Gary answered. "You have any idea how hard it is to get into a decent graduate PhD program in psychology? Let me tell you. It's harder to get in to than law school, medical school, or business school. The numbers will make you faint. Plus, you apply to work with a specific professor as much as the university. We were lucky. Corliss took both of us to work in his lab at Wisconsin. The odds against that happening were astronomical."
"And then he left Wisconsin to work here," I said.
"Exactly," Janet said. "And we were screwed. We'd finished our master's but we still had another three years for our doctorates."
"Couldn't you have stayed and worked in another lab or transferred to another school?"
"Not after what happened."
I waited for one of them to volunteer the details, letting the uneasy silence ask the question. Gary filled the void.
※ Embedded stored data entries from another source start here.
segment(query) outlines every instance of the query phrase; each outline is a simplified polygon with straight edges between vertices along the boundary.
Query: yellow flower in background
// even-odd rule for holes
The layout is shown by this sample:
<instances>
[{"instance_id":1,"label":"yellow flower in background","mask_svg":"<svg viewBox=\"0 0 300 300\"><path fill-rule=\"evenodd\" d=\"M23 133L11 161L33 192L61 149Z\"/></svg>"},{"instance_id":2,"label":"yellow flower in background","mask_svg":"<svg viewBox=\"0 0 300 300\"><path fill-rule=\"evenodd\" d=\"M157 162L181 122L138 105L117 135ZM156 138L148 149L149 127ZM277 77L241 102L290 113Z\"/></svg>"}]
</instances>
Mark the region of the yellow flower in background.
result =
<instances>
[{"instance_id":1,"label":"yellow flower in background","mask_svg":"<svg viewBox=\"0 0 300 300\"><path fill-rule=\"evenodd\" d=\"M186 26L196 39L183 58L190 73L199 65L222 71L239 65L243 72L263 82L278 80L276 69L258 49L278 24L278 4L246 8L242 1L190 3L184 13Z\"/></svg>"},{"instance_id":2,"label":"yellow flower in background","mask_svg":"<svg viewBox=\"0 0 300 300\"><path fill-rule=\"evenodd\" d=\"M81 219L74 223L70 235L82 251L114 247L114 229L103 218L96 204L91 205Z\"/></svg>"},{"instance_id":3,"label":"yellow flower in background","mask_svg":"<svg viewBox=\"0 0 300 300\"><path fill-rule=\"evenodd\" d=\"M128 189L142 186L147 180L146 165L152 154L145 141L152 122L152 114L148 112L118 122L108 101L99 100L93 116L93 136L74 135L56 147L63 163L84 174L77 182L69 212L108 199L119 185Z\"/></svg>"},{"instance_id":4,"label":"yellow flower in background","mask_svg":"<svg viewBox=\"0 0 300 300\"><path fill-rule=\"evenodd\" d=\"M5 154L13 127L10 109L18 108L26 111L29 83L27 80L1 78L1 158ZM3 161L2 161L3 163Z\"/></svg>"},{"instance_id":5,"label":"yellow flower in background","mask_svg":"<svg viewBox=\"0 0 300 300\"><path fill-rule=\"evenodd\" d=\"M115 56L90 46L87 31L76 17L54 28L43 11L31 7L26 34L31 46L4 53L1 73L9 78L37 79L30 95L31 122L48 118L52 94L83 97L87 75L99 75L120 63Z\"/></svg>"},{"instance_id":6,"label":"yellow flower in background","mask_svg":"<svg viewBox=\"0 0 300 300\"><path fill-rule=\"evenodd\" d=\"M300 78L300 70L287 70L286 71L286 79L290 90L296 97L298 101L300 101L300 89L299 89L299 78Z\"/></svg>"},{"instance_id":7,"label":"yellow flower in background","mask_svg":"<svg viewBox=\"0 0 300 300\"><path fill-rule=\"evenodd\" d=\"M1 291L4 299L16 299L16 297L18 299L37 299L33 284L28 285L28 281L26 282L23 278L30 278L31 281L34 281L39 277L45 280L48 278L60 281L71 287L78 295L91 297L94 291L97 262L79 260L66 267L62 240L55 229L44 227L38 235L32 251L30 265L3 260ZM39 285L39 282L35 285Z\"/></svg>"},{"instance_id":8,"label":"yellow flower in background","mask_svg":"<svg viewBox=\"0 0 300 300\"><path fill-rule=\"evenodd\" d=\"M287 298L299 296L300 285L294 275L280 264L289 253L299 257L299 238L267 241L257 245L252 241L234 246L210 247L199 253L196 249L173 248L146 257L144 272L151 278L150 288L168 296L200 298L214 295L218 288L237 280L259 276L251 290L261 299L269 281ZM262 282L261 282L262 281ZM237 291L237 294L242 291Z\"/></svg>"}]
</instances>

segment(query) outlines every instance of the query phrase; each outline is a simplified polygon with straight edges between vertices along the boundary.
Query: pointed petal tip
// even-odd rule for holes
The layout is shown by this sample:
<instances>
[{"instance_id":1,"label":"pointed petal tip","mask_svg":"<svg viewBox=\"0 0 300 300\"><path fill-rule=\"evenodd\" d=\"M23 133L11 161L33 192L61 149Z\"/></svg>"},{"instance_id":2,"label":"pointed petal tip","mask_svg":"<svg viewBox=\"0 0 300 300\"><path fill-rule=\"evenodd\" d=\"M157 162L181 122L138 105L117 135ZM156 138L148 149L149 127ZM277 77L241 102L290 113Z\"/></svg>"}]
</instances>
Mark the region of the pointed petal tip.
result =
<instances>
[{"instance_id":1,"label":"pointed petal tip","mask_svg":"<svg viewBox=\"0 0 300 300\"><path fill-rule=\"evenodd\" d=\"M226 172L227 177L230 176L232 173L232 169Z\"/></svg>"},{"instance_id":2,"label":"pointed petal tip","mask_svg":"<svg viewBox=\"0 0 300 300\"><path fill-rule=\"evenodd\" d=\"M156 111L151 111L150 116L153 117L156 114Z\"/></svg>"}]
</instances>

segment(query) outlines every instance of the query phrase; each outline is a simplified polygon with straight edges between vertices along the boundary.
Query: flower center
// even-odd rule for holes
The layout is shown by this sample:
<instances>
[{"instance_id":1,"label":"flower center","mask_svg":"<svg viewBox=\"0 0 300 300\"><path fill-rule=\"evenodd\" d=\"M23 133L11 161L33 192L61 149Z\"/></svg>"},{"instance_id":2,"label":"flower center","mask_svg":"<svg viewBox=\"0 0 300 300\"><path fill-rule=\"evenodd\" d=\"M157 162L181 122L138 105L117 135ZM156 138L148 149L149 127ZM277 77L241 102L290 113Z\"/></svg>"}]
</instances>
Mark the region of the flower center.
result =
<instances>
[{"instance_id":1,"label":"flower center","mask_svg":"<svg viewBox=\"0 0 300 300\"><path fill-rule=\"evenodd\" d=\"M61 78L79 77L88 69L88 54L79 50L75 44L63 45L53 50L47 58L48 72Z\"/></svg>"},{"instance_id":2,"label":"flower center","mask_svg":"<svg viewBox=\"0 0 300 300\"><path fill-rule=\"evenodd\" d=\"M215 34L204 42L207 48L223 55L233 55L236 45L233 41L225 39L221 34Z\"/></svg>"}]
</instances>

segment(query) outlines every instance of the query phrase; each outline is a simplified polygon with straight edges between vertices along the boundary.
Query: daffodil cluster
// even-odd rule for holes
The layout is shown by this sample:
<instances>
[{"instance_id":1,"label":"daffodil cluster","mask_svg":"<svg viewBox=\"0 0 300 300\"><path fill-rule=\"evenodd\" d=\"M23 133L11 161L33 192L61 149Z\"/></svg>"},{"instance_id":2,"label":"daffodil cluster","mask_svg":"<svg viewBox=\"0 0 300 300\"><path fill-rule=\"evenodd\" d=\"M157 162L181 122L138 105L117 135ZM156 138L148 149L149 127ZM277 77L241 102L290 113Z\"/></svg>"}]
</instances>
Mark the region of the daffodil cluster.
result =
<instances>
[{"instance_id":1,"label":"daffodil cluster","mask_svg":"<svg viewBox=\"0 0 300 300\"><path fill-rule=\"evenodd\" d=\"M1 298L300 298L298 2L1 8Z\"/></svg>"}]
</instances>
"We were doing the same kind of research at Wisconsin as we're doing here, running the same kind of subjects, doing the lucid dreaming training. All the subjects were undergrads. They did it for extra credit. One of the volunteers, a girl, drowned in Lake Mendota. Her parents claimed she committed suicide and sued the university, said we should have known she was suicidal and referred her for treatment. The university wrote a big, fat check to her parents and shut down Corliss's lab."
"Where's Lake Mendota?"
"Not far from Madison, where the university is."
"Did she leave a note?"
Janet answered. "No. No note."
"You said you used the same protocols at Wisconsin as you do here. Did that include videotaping subjects about their dreams?" They both gave me sharp, questioning looks. "Anthony Corliss told me about the videos," I said, hoping that would satisfy them.